Because of the current national emergency declaration due to COVID-19, Medicare and State regulated facilities, including skilled nursing facilities, long term care facilities, assisted living facilities, and group homes (facilities, hereafter) have been directed by the Centers for Medicare Services to limit visits inside the facility to only those that are “essential.” Medicare does not define essential, leaving it up to the facilities to determine what this means. Many facilities have determined that nurses are the only “essential” disciplines that can be allowed into their buildings. These facilities are not allowing the other hospice disciplines in to care for the patients. Hospice social workers, spiritual counselors and volunteers are being excluded from visiting the patients in many circumstances. These disciplines have developed relationships with these patients and play a vital role in the patients’ well-being.
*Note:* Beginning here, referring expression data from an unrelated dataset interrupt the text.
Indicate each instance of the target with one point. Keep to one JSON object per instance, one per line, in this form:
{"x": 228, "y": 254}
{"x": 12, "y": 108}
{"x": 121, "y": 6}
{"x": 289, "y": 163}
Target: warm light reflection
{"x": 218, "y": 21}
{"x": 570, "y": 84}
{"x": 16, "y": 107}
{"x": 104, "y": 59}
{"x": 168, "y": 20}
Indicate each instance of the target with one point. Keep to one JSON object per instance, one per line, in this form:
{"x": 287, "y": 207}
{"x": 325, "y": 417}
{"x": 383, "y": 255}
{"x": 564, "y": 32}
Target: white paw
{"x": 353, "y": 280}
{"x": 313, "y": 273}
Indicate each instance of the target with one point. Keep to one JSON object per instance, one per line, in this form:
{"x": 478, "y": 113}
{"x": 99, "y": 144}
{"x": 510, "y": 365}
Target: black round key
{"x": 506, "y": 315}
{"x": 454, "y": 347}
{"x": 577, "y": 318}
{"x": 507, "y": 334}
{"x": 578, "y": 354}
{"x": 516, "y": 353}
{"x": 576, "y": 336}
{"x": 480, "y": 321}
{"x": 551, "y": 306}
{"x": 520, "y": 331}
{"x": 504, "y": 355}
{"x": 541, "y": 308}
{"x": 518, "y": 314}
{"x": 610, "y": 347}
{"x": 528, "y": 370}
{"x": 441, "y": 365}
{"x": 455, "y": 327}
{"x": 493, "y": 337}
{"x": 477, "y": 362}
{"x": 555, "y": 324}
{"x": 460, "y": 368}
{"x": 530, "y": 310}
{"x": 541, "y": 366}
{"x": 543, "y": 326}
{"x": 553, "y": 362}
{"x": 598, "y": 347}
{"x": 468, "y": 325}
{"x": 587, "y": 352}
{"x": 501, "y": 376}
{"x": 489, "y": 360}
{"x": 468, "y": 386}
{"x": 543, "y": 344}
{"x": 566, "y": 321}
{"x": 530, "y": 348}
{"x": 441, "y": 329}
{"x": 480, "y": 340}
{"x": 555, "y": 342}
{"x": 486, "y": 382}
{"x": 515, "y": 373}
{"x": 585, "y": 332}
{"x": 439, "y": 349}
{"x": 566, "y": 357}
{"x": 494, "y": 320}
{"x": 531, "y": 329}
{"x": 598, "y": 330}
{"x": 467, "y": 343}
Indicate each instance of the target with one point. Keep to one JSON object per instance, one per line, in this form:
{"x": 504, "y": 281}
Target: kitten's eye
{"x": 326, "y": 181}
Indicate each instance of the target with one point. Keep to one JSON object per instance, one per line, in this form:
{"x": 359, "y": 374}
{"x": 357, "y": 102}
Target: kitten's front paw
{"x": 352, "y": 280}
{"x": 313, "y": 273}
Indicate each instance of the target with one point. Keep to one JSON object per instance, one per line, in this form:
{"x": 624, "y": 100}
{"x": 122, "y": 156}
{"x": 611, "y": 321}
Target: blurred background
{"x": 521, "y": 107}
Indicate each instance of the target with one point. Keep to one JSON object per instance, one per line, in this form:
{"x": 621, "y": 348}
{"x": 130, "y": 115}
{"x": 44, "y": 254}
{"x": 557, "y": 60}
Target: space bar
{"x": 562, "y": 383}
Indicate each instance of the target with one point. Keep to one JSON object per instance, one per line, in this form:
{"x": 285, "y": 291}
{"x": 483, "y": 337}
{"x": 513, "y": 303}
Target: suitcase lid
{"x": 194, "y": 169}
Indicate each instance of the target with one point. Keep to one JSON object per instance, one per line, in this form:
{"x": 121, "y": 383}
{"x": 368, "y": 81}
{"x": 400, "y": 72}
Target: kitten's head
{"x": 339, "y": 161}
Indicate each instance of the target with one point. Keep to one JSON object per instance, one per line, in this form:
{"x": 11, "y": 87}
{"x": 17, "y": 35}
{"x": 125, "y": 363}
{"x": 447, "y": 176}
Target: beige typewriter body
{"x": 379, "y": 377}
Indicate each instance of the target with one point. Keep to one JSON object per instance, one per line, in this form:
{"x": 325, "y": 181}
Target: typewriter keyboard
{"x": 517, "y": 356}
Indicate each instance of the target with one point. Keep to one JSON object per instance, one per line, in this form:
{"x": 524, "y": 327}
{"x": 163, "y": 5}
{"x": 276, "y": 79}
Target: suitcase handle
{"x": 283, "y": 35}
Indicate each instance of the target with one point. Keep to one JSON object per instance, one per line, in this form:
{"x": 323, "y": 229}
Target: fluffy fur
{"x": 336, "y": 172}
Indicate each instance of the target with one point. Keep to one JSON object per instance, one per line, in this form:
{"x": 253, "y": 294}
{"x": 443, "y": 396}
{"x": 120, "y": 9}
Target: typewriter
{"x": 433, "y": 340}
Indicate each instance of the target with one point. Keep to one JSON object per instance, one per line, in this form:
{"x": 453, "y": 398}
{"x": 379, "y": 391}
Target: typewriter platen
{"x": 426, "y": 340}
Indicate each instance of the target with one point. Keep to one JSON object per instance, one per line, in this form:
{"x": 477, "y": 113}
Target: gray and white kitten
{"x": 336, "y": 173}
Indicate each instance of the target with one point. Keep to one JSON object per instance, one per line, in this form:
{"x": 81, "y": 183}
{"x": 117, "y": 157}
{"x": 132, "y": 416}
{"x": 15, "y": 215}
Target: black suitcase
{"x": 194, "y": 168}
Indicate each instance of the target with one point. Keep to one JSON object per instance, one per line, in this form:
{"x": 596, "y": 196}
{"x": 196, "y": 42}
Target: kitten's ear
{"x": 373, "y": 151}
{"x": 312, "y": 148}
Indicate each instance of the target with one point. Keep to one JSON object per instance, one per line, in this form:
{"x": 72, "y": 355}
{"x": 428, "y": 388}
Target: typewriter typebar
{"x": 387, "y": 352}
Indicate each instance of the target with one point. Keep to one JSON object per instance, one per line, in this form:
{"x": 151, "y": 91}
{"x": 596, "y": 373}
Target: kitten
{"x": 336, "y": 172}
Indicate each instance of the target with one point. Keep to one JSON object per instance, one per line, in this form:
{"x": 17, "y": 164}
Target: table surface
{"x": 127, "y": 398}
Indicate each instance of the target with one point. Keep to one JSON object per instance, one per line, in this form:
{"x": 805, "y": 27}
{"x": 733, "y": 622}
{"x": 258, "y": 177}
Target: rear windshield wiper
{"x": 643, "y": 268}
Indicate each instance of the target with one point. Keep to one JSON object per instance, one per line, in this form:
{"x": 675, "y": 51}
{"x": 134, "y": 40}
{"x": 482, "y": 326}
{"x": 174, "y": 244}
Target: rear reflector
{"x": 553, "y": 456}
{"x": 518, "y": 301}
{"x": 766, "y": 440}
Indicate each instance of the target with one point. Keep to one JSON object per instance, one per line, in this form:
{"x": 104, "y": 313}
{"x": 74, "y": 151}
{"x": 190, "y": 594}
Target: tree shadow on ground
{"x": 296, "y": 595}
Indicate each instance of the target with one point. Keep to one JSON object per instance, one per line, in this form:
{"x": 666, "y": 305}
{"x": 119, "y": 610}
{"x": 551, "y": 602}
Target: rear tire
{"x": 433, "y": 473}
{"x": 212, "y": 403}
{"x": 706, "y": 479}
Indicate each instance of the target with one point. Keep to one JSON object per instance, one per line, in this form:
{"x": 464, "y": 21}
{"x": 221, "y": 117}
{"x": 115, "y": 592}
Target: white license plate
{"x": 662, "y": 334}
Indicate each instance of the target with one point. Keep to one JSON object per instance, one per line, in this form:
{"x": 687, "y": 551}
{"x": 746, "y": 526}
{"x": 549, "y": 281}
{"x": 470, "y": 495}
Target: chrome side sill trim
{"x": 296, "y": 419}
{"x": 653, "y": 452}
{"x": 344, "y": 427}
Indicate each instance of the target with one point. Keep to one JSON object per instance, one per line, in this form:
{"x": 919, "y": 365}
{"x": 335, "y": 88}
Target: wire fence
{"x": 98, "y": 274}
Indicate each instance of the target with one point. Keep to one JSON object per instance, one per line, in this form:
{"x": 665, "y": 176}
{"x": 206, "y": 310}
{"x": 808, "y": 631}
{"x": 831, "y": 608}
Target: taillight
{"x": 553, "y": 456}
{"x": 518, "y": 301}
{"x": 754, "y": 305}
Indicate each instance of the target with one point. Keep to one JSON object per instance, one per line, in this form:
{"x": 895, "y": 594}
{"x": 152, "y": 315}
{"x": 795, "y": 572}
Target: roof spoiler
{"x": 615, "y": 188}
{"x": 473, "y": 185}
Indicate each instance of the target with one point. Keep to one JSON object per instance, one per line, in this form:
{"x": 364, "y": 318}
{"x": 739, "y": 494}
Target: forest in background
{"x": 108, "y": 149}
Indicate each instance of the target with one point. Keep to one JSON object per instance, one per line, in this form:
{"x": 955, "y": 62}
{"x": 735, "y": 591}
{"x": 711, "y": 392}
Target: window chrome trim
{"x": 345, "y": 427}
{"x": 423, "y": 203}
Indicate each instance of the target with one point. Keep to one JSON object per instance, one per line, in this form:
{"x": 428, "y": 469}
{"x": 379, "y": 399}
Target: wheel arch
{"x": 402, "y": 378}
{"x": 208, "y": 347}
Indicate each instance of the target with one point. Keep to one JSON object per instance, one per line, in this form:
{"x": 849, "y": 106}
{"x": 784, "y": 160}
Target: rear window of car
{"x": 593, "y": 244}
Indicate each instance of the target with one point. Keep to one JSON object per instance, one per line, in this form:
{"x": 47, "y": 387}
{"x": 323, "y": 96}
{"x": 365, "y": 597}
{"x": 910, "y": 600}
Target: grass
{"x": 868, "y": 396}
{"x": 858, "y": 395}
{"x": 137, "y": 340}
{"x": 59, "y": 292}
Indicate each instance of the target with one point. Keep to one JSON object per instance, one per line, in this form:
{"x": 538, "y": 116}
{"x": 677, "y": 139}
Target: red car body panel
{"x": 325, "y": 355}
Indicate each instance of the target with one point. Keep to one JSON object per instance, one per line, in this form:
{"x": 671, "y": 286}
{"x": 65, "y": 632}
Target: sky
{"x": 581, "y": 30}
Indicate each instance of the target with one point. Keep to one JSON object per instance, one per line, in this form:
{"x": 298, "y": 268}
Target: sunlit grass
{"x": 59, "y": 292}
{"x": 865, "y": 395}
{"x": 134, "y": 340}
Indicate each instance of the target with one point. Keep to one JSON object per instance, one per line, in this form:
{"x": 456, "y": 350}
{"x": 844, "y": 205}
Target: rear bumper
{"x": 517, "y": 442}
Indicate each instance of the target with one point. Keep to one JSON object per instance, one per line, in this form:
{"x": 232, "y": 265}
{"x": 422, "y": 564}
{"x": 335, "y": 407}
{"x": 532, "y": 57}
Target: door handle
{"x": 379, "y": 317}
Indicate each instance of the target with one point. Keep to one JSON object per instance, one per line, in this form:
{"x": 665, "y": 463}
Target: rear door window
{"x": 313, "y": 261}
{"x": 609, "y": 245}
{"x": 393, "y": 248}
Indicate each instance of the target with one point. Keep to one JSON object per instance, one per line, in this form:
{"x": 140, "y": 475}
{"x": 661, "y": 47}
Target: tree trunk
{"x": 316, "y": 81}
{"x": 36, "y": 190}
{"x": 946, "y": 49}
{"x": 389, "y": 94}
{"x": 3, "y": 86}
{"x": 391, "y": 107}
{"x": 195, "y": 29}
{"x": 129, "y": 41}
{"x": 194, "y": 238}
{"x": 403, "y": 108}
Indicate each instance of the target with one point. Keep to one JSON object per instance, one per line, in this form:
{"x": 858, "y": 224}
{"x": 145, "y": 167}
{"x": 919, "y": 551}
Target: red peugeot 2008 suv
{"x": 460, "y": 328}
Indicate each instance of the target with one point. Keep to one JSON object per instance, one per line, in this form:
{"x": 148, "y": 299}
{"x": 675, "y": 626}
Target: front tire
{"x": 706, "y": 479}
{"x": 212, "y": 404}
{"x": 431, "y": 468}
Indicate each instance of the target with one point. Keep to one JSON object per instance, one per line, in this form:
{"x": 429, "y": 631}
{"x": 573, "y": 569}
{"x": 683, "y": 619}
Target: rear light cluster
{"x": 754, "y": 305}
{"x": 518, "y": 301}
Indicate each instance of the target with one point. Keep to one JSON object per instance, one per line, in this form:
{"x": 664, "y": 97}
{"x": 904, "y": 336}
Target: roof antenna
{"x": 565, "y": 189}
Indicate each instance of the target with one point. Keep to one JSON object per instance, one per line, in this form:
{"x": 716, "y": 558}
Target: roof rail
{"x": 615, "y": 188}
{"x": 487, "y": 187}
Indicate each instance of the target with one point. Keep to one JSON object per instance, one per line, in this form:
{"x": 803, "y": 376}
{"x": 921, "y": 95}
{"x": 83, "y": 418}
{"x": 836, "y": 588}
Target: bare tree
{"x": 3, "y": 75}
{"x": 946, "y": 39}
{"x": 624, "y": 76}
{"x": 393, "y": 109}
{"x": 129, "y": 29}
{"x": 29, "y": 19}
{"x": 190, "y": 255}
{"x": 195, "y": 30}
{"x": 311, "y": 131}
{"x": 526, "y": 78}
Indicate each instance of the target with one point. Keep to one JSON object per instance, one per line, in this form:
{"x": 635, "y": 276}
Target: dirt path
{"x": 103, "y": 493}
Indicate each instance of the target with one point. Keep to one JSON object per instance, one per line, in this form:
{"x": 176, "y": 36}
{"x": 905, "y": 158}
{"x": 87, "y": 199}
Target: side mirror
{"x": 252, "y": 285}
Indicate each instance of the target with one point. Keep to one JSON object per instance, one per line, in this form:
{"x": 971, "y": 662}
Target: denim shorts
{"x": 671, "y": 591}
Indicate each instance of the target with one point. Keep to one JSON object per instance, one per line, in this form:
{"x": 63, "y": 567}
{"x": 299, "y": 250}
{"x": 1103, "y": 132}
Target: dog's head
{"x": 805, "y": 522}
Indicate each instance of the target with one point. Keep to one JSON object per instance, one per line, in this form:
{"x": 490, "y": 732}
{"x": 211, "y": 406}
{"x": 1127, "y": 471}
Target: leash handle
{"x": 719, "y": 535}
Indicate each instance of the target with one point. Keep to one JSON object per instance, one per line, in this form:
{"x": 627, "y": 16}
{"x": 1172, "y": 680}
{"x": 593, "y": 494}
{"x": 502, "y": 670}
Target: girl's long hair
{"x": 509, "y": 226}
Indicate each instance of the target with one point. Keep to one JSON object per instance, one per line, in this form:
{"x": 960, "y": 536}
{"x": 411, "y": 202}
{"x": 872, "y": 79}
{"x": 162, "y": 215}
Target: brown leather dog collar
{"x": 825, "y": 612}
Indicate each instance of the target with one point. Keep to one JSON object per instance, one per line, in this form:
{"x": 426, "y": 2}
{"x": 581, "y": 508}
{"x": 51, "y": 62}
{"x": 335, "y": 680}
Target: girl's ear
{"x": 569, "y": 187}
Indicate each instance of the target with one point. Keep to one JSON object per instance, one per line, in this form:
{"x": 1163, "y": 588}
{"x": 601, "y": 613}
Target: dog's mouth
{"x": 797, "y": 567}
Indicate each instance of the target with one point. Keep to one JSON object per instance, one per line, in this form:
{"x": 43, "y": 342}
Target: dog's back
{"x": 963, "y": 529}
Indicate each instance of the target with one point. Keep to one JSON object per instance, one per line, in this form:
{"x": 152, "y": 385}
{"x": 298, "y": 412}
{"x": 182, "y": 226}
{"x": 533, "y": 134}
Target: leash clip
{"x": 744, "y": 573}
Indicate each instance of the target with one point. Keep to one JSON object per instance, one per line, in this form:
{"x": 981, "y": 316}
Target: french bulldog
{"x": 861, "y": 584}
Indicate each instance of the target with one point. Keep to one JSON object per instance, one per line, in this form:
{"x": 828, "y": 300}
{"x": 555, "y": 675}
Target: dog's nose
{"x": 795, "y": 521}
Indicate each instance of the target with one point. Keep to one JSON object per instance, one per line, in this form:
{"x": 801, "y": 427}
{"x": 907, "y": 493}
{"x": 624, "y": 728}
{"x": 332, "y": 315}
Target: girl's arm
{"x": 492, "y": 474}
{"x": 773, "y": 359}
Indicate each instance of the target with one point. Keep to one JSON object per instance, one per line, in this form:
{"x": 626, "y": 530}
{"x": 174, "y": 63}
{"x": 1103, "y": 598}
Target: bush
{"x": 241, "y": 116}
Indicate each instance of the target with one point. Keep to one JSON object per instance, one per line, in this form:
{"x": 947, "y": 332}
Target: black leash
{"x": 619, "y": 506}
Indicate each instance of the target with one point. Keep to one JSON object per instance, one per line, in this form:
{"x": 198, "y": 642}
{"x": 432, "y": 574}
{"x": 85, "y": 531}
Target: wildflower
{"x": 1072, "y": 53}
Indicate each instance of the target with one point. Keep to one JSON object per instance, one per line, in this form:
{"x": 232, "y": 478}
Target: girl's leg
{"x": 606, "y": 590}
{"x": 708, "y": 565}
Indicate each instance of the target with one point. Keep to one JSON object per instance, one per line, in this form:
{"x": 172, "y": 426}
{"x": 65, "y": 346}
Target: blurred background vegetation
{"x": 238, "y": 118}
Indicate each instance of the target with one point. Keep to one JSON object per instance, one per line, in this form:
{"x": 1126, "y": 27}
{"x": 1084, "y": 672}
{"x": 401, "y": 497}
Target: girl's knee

Hospices help to manage symptoms so the patients can live the last chapter of their lives as well as possible. However, there is more to consider here that just the physical symptoms. As patients and families are forced to face their own mortality, a new type of suffering which they may be unfamiliar with may occur. They often start to question the meaning of it all. What will happen hereafter? Did I live a “good” life? How will I be remembered? Nurses are often not equipped to address this type of existential suffering. Hospice social workers and spiritual counselors have been specifically trained to help patients through this. Leading the patients to find meaning, forgiveness and reconciliation is as much of an essential part of hospice as controlling pain and other physical symptoms. However, hospice agencies are currently being limited on the type and amount of care they can provide.
Hospice social workers, spiritual counselors and volunteers are coming up with creative ways of interacting with patients. Some of these include telehealth, video conferencing, sending cards and letters, painting the patient’s windows, participating in a drive by parade, and performing musical events outside of the patient’s windows. However, people, as social beings, need deeper interactions with others. Interaction with family members, friends and other love ones are important. This is even more evident during a time of uncertainty and terminal illness.
As these patients are being isolated and not receiving as much physical, mental and spiritual care as before, they are dying faster, with increasing depression and loneliness, with their symptoms less managed. As we witness the rapid acceleration in the rate of decline in hospice patients following this mandate, we are left to wonder if we are overlooking spiritual and mental health of those to whom we have committed to care. To say that a human is just a physical being is a failure to realize all the spirit and love a human being has to offer.
It is understandable that facilities want to protect their staff and patients from infection from COVID-19 and that is why they are limiting the visits. However, hospice clinicians have been trained on standard precautions, including increased precautions as this pandemic rages on. If hospices can demonstrate to the facilities their increased infection control measures to help ensure their staff’s and patients’ safety, the clinicians should be allowed to care for these patients. Facility administrators, physicians and communities need to understand the importance of treating the whole person. Only through education and understanding will patients fully benefit from all that hospice has to offer, especially during this tumultuous time of the COVID-19 pandemic.